• 76
    takım olarak uyguladığımız futbol hücum futbolu. bu maçta eksta önlemli defans futbolu oynayacağız. ben farklı bir skor olacağını düşünmüyorum. tabii bunu melo'nun oynayacağını düşünerek söylüyorum. iyi bir takım savunması yapabilirsek etkili bir maç çıkarabiliriz. tabiiki de yenileceğimiz kesin ama en azından oyun olarak ezillmeyeceğiz diye tahmin ediyorum.
  • 78
    tehlikenin farkında mısınız?
    valla bir felaket teorisi sayayım : maç hazırlık maçı olmasına rağmen hırslı geçecek. madrid 5 as oyuncu 6 yedek oyuncuyla falan cıkacaktır. sonra tabi4-0 gibi bir skor yakaladıktan sonra herkes yedek olur. madridin yedekleri bile bizle billur geçer ve yine de 4-1 yada 5-1 gibi maç biter. sonra anlaşılır ki bu takım böyle yürümez ve yollar ayrılır.

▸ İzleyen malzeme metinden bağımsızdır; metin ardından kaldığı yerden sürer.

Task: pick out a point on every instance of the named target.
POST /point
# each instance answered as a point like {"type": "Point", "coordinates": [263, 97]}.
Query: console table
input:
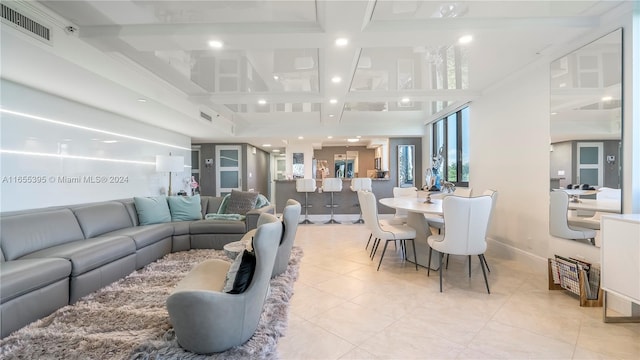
{"type": "Point", "coordinates": [620, 261]}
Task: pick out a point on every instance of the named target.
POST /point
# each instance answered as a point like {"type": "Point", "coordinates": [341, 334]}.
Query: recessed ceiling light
{"type": "Point", "coordinates": [216, 44]}
{"type": "Point", "coordinates": [465, 39]}
{"type": "Point", "coordinates": [342, 41]}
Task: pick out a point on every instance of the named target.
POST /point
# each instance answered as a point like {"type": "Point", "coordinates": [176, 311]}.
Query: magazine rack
{"type": "Point", "coordinates": [563, 277]}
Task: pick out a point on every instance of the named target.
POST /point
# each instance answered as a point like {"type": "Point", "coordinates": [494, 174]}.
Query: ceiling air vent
{"type": "Point", "coordinates": [24, 23]}
{"type": "Point", "coordinates": [205, 116]}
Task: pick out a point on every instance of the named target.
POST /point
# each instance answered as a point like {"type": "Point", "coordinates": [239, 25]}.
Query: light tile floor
{"type": "Point", "coordinates": [343, 308]}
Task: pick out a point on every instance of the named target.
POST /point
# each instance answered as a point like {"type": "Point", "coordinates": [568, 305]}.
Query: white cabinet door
{"type": "Point", "coordinates": [228, 169]}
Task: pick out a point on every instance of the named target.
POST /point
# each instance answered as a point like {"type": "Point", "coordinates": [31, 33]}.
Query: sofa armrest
{"type": "Point", "coordinates": [252, 216]}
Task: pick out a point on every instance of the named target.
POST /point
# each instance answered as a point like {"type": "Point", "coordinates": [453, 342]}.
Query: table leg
{"type": "Point", "coordinates": [419, 222]}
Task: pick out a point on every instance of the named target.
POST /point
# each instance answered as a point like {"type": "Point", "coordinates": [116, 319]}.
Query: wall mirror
{"type": "Point", "coordinates": [406, 166]}
{"type": "Point", "coordinates": [586, 129]}
{"type": "Point", "coordinates": [298, 165]}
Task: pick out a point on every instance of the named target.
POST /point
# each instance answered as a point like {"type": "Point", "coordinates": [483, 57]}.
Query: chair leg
{"type": "Point", "coordinates": [332, 220]}
{"type": "Point", "coordinates": [360, 219]}
{"type": "Point", "coordinates": [415, 257]}
{"type": "Point", "coordinates": [440, 272]}
{"type": "Point", "coordinates": [306, 211]}
{"type": "Point", "coordinates": [485, 263]}
{"type": "Point", "coordinates": [374, 249]}
{"type": "Point", "coordinates": [484, 273]}
{"type": "Point", "coordinates": [383, 251]}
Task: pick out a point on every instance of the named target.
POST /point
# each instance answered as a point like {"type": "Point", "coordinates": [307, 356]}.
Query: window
{"type": "Point", "coordinates": [450, 139]}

    tabi felaket senaryosu dedim ama sonu mutlu. ayık olun
  • 79
    bizim açımızdan çok zor geçeceğine inandığım maç.top karşı takımdayken yani set hücumda yada ileride kaptırdığımızda takım olarak topun arkasına geçmeye çalışıyoruz.yada bunu yapmaya çalışıyoruz diyelim.ancak topun arkasındayken çok geniş yayılmamızdan ve ortasaha ile defans bloklarımız arası kopukluğun fazlasıyla olmasından dolayı topu kapmamız-hele ki selçuk ve bilal ortasahası ile-çok zor.bu şekilde oynayacaksak bu sezon hamza hocanın ileride top kapıldığında rakip sahaya yerleşmemizi kolaylaştıracak,istasyon görevi görüp top saklayabilecek kalıplı bir santrafor veya babel tarzı bir kanat adamını takıma transfer etmesi gerekiyor.çünkü açıkça görüldüğü üzere takımın yaş ortalaması ortasaha ve forvet hattında 30 civarı ve bu oyuncuların sete set oyunda 90 dakika ileri-geri koşmaktan pestili çıkması muhtemel-ki zaten hiçbiri koşmuyor yasin harici geriye-.tabi bu dediğim durum burak yılmaz faktöründen dolayı gerçekleşemeyeceği için ikinci bir önerim olacak kendisine nacizane:

    bu yaş ortalamasındaki oyuncuları top kaybedilince 30 metre geriye koşturmaya çalışmaktansa ileride topun olduğu bölgede kalabalık oynayıp,topu kaybettiğimizde ileride bir şok pres uygulatmak.bir takımın savunmasının en zayıf olduğu,en dengesiz olduğu an topu ilk kaptıklarındaki andır -hatta pep guardiola'nın bayern'i gibi bazı takımlar kasıtlı olarak hücumda top kaybetmeye yönelik çalışmalar da yapmaktadırlar- ve bu dengeyi bozduğumuz anda dengesiz savunma arkasına koşularda türkiye'de şenol güneş üniversitesinde doktorasını tamamlamış ve ünvanını almış olan burak yılmaz kardeşimiz devreye girecek.burak yılmaz'ı evrimleşmeye zorlayıp ondan geriye gelip top alan,top dağıtan,duvar olabilen bir komple forvet yaratmaya çalışmaktansa iyi olduğu özelliğine yönelik bir sistem yapmamız daha iyi olabilir.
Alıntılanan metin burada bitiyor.